26 July 2009

Teaching Aid

Principles of the Weighty Tome, or How to Write Fat Books.

I. The whole composition must be permeated with a protracted and wordy exposition of the initial plan.
II. Terms are to be included for conceptions that, except in this definition, appear nowhere in the whole book.
III. Conceptual distinctions laboriously arrived at in the text are to be obliterated again in the relevant notes.
IV. For concepts treated only in their general significance, examples should be given; if, for example, machines are mentioned, all the different kinds of machines should be enumerated.
V. Everything that is known a priori about an object is to be consolidated by an abundance of examples.
VI. Relationships that could be represented graphically must be expounded in words.
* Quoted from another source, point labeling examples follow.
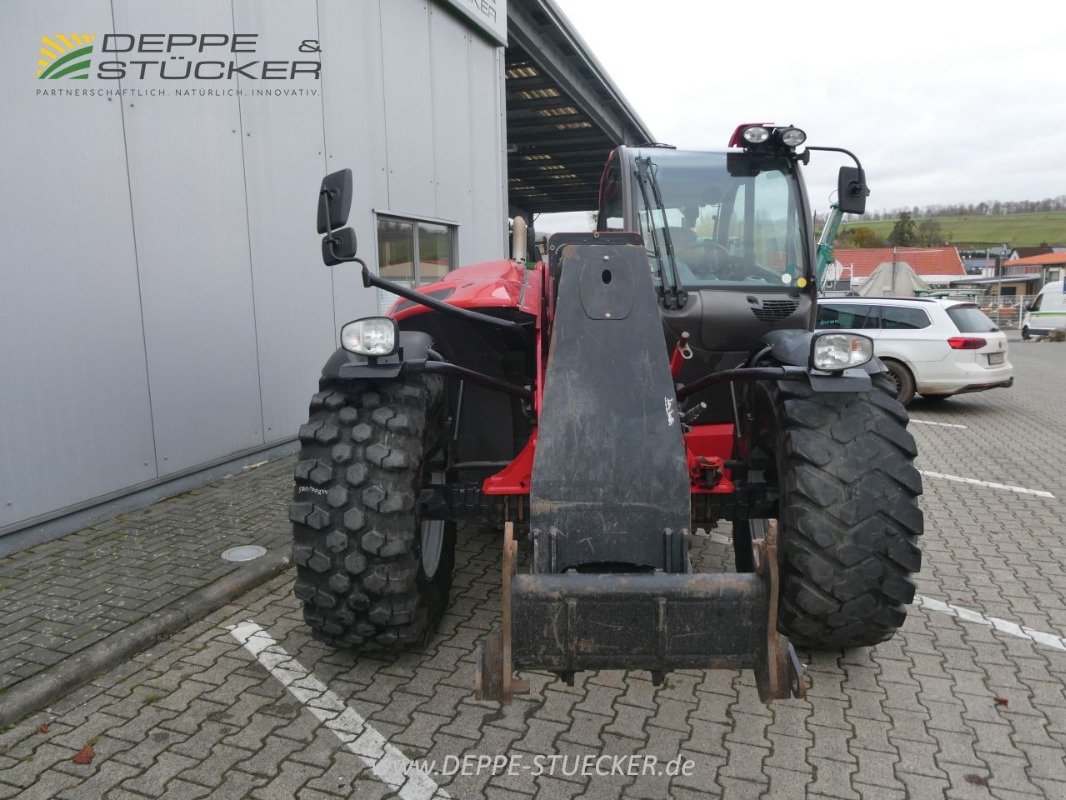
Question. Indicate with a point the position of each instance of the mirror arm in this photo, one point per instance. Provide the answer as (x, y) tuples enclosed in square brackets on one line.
[(372, 281), (854, 158)]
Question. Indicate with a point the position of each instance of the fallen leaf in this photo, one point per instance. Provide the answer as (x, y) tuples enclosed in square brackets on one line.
[(84, 755)]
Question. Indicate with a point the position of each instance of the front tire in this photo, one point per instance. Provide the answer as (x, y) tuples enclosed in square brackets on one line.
[(368, 568), (849, 512)]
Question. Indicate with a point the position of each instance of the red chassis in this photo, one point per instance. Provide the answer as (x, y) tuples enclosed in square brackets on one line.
[(511, 285)]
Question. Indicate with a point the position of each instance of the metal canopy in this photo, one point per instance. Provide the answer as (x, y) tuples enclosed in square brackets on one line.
[(564, 114)]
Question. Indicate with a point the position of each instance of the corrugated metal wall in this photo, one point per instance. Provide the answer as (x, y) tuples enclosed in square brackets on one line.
[(162, 303)]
Instead of represented in a genealogical tree, for example, all family relationships are to be enumerated and described.
VII. A number of opponents all sharing the same argument should each be refuted individually.
  The typical work of modern scholarship is intended to be read like a catalogue. But when shall we actually write books like catalogues? If the deficient content were thus to determine the outward form, an excellent piece of writing would result, in which the value of opinions would be marked without their being thereby put on sale.
  The typewriter will alienate the hand of the man of letters from the pen only when the precision of typographic forms has directly entered the conception of his books. One might suppose that new systems with more variable typefaces would then be needed. They will replace the pliancy of the hand with the innervation of commanding fingers.
  A period that, constructed metrically, afterward has its rhythm upset at a single point yields the finest prose sentence imaginable. In this way a ray of light falls through a chink in the wall of the alchemist's cell, to light up gleaming crystals, spheres, and triangles.